My highly scientific research — consisting of a focus group of myself — indicates that brightly or unusually colored vegetables cut into little bite-sized pieces with hummous really DO taste better than the standard carrot sticks, celery sticks, broccoli and cauliflower with oily Ranch dip that seem to be the standard American choice for raw vegetables, or “crudites” if you want to get fancy about it, and I do. Why is eating fun-looking food more fun? I have no idea. Ask any child under the age of 10, they can probably give you a better answer than I can!
This past weekend I bought some maroon-colored carrots (carrots such as “BetaSweets,” pictured at right and available at Whole Foods, Central Market, or other organic groceries, have 40% more beta-carotene, higher sugar content, cancer-fighting anthocyanin, and a much smoother texture than orange carrots… plus they just look NEAT when they’re cut open!), radishes, snow peas, and a variety of bell peppers. I cut them into sticks (except the radishes, which got sliced in my food processor, and the snow peas which needed no alterations) and tossed everything into a Ziploc bag.

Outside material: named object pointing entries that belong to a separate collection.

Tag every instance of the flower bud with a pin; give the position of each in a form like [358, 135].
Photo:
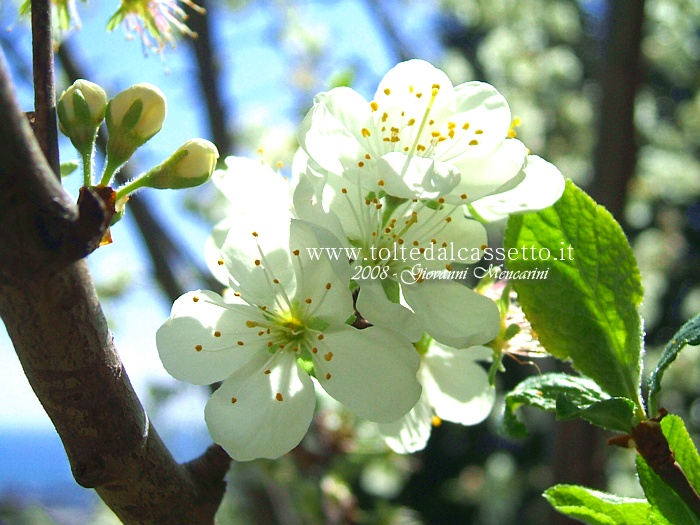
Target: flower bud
[81, 110]
[133, 117]
[191, 165]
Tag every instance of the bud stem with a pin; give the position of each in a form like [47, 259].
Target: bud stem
[87, 169]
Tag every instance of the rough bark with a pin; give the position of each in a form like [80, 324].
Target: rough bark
[49, 306]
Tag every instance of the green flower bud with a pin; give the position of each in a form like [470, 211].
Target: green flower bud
[133, 117]
[81, 110]
[191, 165]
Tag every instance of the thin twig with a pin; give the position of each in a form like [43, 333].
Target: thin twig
[44, 91]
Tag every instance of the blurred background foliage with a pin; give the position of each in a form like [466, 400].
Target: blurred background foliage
[557, 63]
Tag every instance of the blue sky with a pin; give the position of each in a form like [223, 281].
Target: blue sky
[255, 77]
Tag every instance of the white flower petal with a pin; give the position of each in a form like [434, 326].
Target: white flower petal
[410, 177]
[309, 204]
[456, 386]
[411, 432]
[407, 88]
[452, 313]
[256, 252]
[541, 186]
[486, 116]
[187, 342]
[483, 175]
[330, 129]
[375, 306]
[457, 239]
[262, 415]
[371, 371]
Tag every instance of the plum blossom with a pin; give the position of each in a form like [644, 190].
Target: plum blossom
[396, 238]
[422, 136]
[287, 321]
[455, 388]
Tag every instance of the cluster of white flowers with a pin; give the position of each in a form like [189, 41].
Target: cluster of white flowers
[419, 167]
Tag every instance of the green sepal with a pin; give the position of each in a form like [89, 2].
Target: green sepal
[575, 397]
[600, 508]
[132, 115]
[392, 289]
[25, 8]
[68, 167]
[689, 334]
[587, 309]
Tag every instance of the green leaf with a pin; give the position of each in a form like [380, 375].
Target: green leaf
[616, 413]
[571, 397]
[663, 497]
[683, 448]
[689, 334]
[68, 167]
[599, 508]
[587, 307]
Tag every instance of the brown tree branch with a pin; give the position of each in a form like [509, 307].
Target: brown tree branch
[52, 314]
[620, 76]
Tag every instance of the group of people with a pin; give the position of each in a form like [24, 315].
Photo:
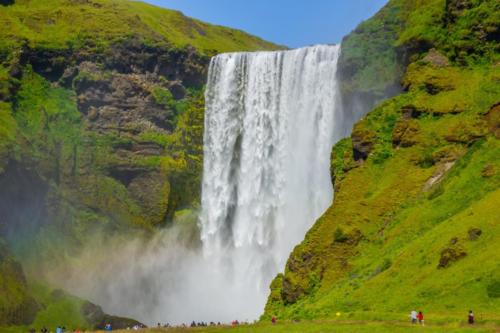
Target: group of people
[419, 317]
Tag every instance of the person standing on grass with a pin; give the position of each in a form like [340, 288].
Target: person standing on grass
[470, 318]
[420, 318]
[413, 316]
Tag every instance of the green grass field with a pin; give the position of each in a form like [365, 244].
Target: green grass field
[333, 326]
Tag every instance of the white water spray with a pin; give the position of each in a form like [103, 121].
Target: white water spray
[271, 119]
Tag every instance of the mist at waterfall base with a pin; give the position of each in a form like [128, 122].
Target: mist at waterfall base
[270, 121]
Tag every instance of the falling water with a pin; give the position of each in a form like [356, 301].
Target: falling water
[271, 119]
[269, 127]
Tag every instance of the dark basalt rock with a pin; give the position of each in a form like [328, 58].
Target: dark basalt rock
[474, 233]
[451, 254]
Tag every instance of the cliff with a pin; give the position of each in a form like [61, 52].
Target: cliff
[414, 223]
[101, 127]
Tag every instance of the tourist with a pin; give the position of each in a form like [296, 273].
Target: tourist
[420, 317]
[470, 317]
[413, 316]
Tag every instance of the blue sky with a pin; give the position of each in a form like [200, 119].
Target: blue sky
[293, 23]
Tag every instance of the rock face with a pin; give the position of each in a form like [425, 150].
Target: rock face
[101, 126]
[416, 183]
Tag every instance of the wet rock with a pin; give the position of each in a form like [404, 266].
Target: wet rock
[451, 254]
[362, 142]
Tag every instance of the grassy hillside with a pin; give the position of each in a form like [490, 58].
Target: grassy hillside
[61, 24]
[101, 126]
[414, 223]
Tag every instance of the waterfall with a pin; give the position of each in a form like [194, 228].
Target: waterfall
[271, 119]
[270, 122]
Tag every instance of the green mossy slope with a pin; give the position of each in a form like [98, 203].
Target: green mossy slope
[414, 223]
[62, 24]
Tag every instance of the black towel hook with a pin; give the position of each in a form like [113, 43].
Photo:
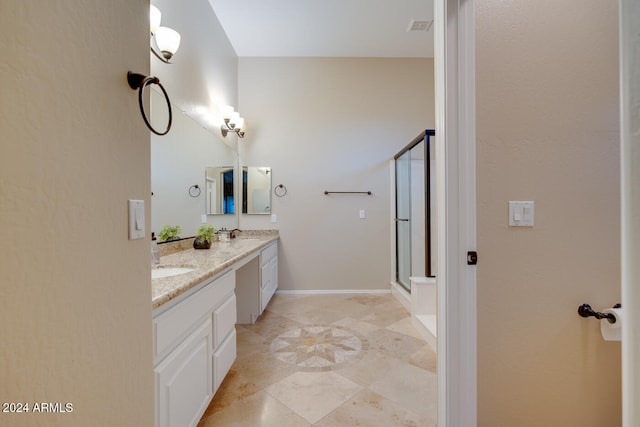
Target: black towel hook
[585, 310]
[140, 81]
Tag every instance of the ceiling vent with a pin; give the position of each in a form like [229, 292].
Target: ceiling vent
[419, 25]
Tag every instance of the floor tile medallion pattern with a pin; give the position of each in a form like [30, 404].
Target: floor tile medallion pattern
[317, 347]
[328, 361]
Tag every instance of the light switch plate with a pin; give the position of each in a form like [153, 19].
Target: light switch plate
[521, 213]
[136, 219]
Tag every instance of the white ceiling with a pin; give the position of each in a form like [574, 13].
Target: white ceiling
[326, 28]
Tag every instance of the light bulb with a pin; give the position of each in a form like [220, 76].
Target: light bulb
[154, 18]
[168, 41]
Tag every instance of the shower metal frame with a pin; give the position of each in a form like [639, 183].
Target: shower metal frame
[426, 137]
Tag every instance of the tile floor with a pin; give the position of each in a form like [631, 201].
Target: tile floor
[328, 360]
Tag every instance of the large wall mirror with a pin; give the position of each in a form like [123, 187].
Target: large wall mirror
[256, 190]
[180, 165]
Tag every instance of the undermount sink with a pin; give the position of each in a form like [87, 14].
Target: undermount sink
[157, 273]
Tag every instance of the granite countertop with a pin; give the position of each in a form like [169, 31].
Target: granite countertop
[206, 263]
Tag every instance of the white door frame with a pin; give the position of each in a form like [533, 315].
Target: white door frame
[456, 204]
[630, 209]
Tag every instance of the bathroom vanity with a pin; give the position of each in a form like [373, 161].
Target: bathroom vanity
[194, 317]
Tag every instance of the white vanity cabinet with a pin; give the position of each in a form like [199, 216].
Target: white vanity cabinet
[257, 282]
[194, 347]
[268, 274]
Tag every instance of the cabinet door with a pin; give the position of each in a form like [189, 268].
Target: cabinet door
[184, 381]
[223, 358]
[270, 284]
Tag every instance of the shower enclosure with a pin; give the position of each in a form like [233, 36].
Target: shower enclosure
[415, 209]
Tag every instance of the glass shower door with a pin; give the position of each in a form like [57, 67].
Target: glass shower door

Then I made some hummous, which sounds really intimidating but is ridiculously easy and very healthy. Here’s how I make it: Rinse and drain one can of chickpeas (garbanzo beans) and dump into the blender. Add about 3 tablespoons tahini (sesame paste, available in jars in the health-food section of most grocery stores), about 3 tablespoons of lemon juice, a half teaspoon of garlic salt, and blend it all up. You’ll probably need to add a bit of water if it’s too thick. Scrape down the blender and add water just until the blender begins to blend it consistently without you having to poke at it with a spatula.